HARTFORD, Conn. -- There are plenty of great guard tandems in the American Athletic Conference.
UConn made a case Saturday that it might have the best.
The pair combined to make 20 of 24 free throws. Boatright added six assists, while Napier had four assists and five rebounds.
They helped force 18 Memphis turnovers, while UConn committed just six.
"You have got to have guards in this game," UConn coach Kevin Ollie said. "We have some terrific bigs and Memphis has some terrific bigs, but at the end of the day, the guards can make so much happen on the perimeter and break defenses down."
The game was tied at 69 at the end of regulation and UConn opened the extra period on a 7-2 run. But Memphis cut it to 76-74 after a Michael Dixon hit a 3-pointer.
Napier responded with one of his five 3-pointers and the Huskies held on.
The UConn senior had a shot to win the game in regulation, but his fall-away 3-pointer at the buzzer bounced around the rim and out.
"I thought it was going in," Napier said. "I didn't get my feet under me, which is why it kind of twirled. It didn't go in, but we kept fighting. We were able to get the win."
Trailing 69-66 with less than a minute to go in regulation, Napier drove the lane, drawing Johnson's fourth foul and completing the 3-point play to tie the game.
DeAndre Daniels then blocked a layup attempt by Shaq Goodwin on the other end. The two teams scrambled for the loose ball. A scrum and some pushing ensued and the referees gave UConn the ball after reviewing the play on video.
"All you can ask for is a shot to tie or win the game," Memphis coach Josh Pastner said. "We had our chance."
It was one of two key blocks for Daniels, who finished with eight points. The other came in overtime with the Huskies up by one point, and led to a 3-pointer on the other end by Boatright.
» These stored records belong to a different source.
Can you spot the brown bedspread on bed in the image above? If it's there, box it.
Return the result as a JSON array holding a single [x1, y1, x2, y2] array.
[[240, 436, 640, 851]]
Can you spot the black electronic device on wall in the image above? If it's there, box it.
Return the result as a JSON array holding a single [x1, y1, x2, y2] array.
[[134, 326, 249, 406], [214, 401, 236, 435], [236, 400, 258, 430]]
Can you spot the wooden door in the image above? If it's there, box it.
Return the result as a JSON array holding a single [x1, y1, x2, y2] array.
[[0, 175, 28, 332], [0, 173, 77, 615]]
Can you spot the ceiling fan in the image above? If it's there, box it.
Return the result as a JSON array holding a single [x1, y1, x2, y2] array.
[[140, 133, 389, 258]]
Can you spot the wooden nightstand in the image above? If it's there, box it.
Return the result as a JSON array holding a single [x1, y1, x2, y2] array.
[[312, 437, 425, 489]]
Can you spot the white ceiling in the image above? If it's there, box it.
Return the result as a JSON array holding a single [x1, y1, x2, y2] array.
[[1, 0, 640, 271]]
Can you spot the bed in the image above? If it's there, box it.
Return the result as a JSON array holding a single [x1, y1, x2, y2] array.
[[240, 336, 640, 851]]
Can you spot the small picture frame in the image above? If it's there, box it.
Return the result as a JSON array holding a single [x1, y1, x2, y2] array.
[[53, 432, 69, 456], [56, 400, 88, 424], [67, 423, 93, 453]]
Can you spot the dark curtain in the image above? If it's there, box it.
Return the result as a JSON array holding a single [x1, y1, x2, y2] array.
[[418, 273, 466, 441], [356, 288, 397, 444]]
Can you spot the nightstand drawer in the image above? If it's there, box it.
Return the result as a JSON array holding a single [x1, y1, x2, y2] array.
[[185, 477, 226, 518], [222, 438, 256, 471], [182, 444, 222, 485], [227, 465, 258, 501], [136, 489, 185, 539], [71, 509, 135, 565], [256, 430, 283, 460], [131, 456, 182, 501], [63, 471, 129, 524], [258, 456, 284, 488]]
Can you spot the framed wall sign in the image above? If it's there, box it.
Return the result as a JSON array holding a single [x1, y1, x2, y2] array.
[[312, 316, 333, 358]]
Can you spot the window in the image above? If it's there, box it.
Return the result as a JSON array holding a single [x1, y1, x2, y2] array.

The Huskies shot just 39 percent from the floor, but made 29 of 36 free throws. Memphis, which shot 55 percent, had just nine foul shots, making six of them.
Johnson fouled out on the first possession in overtime.
"Sometimes calls go your way, sometimes they don't," Pastner said. "That's not the reason we lost."
Napier shot 10-of-21 for the game and hit 5 of 12 attempts from behind the arc. Boatright was just 4-of-12, but hit 11 of 12 foul shots.
Memphis led 46-43 early in the second half before Napier decided to take charge of the Huskies offense. He scored 14 of UConn's next 17 points and his 3-pointer gave UConn a 58-51 lead.
The Tigers scratched back. They trailed 66-61 with 6 minutes left, but took a 67-66 lead on a Jackson layup and extended it to three points when Jackson found David Pellom for a dunk.
It was a game of big runs in the first half.
Memphis jumped out to an early 8-2 lead, getting two quick 3-pointers from Crawford and Johnson.
The Tigers led 12-5 before UConn went on an 18-2 run, holding Memphis without a field goal for almost 5 minutes. Napier had eight points during the run, including a pair of 3-pointers.
But the Tigers then scored the next 11 points to take a 25-23 lead.
A dunk from Austin Nichols sending Memphis into halftime trailing 36-35.
"We knew they were going to come out with a lot of fire from warm-ups," Boatright said. "There was a lot of talking at midcourt during warm-ups, so we knew we were going to get their best shot. We just knew we had to come out and take care of business."
Boatright's first point of the game, a free throw, gave him 1,000 for his career. He's the 48th UConn player to reach that mark.
UConn moved into a tie with Memphis, a half-game behind SMU for third place in the conference.
The Huskies won the first meeting on Jan. 16 by 10 points, hitting their final seven shots from the floor.
UConn has won nine of its past 11 games, while the Tigers fell for just the third time in their past 11.
Memphis has six more games this season, with three more on the road and two against other teams that have already beaten the Tigers this year -- No. 7 Cincinnati and No. 25 SMU.
The Huskies' remaining games include matchups with Cincinnati, SMU and No. 13 Louisville.